Agent Evaluations

Agent evaluation is about understanding how well your agent actually performed — whether it understood the task, took the right steps, used tools when needed, and produced a useful result. Use it when your system behaves like an agent (reasoning, tool use, multi-step workflows).

Floeval supports three modes for agent evaluation:

Mode	Description	Use when
Pre-captured traces	You provide traces in the dataset	You already have conversation logs
Local agent	Floeval runs your agent in your Python environment and captures traces	Your agent runs locally (LangChain, custom)
FloTorch hosted	Floeval calls your agent on the FloTorch gateway	Your agent is deployed in the FloTorch Console

Available Metrics

Metric	Provider	What it measures
`goal_achievement`	builtin	Did the agent achieve the goal? (LLM-as-judge)
`response_coherence`	builtin	Is the final response consistent with the trace?
`ragas:agent_goal_accuracy`	RAGAS	Agent output vs expected outcome
`ragas:tool_call_accuracy`	RAGAS	Were tool calls correct? (needs `reference_tool_calls`)

Agent Dataset Formats

Agent datasets use a "samples" array, similar to LLM/RAG datasets. The key difference is the trace field, which contains the full conversation log including tool calls. Always use "name" (not "tool") in reference_tool_calls.

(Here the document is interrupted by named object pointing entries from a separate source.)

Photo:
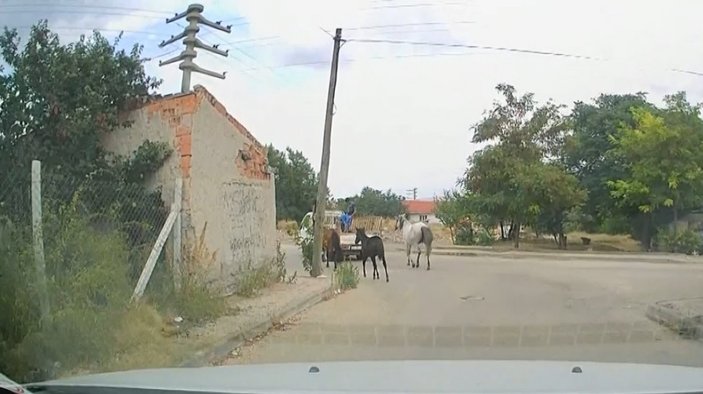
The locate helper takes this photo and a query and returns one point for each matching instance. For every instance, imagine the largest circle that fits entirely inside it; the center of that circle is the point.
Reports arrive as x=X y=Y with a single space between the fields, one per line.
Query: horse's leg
x=428 y=249
x=385 y=267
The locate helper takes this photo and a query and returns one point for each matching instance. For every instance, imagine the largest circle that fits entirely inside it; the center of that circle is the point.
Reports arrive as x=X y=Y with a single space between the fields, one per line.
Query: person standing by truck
x=351 y=209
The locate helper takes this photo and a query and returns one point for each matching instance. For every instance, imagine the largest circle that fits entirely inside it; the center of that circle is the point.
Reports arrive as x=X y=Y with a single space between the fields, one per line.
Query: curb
x=687 y=327
x=559 y=256
x=222 y=349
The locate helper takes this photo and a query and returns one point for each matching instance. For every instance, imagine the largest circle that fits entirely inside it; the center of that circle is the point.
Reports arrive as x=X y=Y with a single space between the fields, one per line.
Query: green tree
x=377 y=203
x=557 y=194
x=586 y=155
x=663 y=153
x=57 y=101
x=452 y=210
x=296 y=183
x=504 y=176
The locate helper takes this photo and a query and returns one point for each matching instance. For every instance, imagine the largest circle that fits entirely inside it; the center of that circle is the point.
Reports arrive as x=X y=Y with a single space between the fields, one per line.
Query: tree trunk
x=511 y=230
x=676 y=218
x=646 y=233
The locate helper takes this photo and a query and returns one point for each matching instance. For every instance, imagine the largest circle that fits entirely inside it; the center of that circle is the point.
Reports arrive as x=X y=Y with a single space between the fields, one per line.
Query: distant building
x=421 y=210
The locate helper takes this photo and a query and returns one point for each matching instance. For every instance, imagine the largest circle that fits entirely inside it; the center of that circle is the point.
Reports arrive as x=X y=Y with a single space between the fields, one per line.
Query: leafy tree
x=56 y=103
x=664 y=155
x=586 y=155
x=557 y=194
x=505 y=175
x=296 y=183
x=452 y=210
x=378 y=203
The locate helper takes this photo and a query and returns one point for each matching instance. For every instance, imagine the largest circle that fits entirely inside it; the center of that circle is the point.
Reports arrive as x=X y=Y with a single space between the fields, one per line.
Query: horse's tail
x=427 y=238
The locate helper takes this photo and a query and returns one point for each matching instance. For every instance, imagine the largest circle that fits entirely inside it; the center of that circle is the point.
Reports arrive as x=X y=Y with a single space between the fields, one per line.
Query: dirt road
x=494 y=308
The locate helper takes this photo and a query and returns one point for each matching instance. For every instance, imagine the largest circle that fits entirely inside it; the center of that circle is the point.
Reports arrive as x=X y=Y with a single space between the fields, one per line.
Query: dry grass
x=599 y=243
x=143 y=342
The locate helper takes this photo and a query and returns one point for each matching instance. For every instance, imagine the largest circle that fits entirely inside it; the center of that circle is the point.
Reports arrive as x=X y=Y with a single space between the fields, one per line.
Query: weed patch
x=347 y=276
x=252 y=279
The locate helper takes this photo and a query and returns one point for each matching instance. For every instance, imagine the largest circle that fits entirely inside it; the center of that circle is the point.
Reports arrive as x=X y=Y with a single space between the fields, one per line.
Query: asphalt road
x=493 y=308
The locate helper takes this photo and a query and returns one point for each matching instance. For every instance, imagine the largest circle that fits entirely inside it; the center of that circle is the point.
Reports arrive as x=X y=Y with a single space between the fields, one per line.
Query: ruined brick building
x=226 y=180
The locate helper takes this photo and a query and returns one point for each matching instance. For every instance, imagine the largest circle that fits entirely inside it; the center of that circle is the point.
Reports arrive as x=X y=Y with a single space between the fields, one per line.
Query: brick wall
x=226 y=182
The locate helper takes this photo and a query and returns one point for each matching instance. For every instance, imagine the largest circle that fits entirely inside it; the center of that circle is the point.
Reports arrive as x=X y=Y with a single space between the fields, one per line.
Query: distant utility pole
x=194 y=17
x=325 y=165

Full dataset — pre-captured traces

Use a full dataset when you already have recorded agent conversations (from your app logs, LangChain callbacks, or manual export). Each sample includes the complete trace with messages, tool calls, and the final response:

{
  "samples": [
    {
      "user_input": "Get the weather for London",
      "trace": {
        "messages": [
          {"role": "human", "content": "Get the weather for London"},
          {"role": "ai", "content": "", "tool_calls": [{"name": "get_weather", "args": {"city": "London"}}]},
          {"role": "tool", "content": "Sunny, 22°C", "tool_name": "get_weather", "tool_call_id": "call_1"},
          {"role": "ai", "content": "The weather in London is sunny with 22°C.", "tool_calls": []}
        ],
        "final_response": "The weather in London is sunny with 22°C.",
        "metadata": {}
      },
      "reference_outcome": "Provides London weather",
      "reference_tool_calls": [{"name": "get_weather", "args": {"city": "London"}}]
    }
  ]
}

Partial dataset — no trace (agent runs at evaluation time)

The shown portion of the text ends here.